Empirical duration expresses the inverse relationship of bond interest rates and prices. When interest rates for new bond issues go up, prices for existing bonds go down as they become relatively less attractive to investors. With duration, investors can get a viable estimate of how much their bond’s price will go down in the event that rates go up. That’s because in general, whenever rates for new bonds rise by one percentage point, prices for existing bonds will fall by their duration expressed as a percentage.

For instance, say you’re comparing two bonds that share a coupon rate of 5 percent. In looking more closely at each one, you notice the first bond has a duration of 4.8 years while the second bond has a duration of 9.2 years. This means if interest rates rise to 6 percent, the first bond’s price will fall by only about 4.8 percent while the second bond’s price will fall by nearly double that, or about 9.2 percent. In this sense, duration gives investors a key measure of volatility when comparing multiple bond investments. Controlling for other factors, a bond with shorter duration will suffer less volatility than a bond with longer duration.
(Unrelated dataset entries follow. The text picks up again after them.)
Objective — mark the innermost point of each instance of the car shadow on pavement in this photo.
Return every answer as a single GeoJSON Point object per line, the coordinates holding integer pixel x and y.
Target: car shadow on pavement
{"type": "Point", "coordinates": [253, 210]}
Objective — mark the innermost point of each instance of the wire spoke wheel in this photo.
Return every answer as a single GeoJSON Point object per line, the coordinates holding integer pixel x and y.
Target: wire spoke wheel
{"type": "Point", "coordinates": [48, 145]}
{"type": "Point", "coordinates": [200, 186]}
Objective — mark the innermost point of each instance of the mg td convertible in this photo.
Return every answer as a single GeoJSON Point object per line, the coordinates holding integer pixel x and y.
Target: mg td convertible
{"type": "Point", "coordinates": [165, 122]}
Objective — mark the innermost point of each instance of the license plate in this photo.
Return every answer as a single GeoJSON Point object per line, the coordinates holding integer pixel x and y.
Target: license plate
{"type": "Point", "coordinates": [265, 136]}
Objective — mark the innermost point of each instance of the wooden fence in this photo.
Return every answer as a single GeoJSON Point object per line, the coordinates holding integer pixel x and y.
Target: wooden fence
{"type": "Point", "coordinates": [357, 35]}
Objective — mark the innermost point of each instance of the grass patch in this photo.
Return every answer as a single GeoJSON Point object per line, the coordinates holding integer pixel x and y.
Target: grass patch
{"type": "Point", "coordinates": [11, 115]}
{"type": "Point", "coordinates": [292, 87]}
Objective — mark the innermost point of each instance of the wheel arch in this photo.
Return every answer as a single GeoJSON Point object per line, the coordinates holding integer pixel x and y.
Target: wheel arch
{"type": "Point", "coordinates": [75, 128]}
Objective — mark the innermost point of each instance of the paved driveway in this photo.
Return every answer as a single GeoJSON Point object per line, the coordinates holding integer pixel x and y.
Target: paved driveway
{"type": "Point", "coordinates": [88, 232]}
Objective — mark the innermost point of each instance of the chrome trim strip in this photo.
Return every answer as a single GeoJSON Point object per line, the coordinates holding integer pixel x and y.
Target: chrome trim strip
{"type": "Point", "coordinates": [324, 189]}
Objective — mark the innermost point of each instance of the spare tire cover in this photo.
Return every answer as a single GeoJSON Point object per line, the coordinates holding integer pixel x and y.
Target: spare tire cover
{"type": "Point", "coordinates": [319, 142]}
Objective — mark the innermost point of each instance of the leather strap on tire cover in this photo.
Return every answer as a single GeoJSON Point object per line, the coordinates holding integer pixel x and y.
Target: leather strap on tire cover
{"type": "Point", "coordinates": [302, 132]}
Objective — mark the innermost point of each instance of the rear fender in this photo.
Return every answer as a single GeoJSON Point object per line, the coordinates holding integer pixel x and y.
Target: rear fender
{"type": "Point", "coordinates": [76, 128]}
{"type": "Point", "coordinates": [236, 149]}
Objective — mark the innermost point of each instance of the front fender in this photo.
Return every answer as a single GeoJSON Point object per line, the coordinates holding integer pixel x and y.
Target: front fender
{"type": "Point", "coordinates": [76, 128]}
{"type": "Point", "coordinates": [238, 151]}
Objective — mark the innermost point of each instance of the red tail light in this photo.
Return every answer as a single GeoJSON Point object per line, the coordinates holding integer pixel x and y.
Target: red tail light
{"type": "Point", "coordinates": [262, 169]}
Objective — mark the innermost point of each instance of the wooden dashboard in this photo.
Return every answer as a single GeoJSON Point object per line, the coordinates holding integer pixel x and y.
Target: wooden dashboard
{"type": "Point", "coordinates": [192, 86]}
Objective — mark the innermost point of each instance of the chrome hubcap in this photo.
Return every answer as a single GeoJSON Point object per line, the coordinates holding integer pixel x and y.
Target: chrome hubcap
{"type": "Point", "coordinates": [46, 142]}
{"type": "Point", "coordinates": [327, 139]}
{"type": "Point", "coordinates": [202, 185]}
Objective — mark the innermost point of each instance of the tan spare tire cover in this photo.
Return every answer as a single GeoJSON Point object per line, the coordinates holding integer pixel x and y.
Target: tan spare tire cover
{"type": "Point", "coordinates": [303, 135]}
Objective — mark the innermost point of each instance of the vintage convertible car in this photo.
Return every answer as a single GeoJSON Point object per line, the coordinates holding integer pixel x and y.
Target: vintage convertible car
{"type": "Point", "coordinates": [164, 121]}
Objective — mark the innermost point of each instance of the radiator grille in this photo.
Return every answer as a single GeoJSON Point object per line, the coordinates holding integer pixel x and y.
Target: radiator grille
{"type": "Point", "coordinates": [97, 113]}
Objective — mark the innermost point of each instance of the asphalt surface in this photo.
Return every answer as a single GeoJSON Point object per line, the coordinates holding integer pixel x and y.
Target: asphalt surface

Pros and Cons of Empirical Duration

Empirical duration has some advantages and disadvantages over modified duration, which has investors use a formula to figure out what would happen to a bond’s price if interest rates shift by one percentage point.

The advantages of empirical duration include that the estimate does not rely on theoretical formulas and analytic assumptions; the investor only needs a reliable series of bond prices and a reliable series of Treasury yields. Disadvantages include that a reliable series of a bond's price may not be available, and the series of prices that is available might not be market based, but rather modeled or matrix priced (the price is based on a similar security).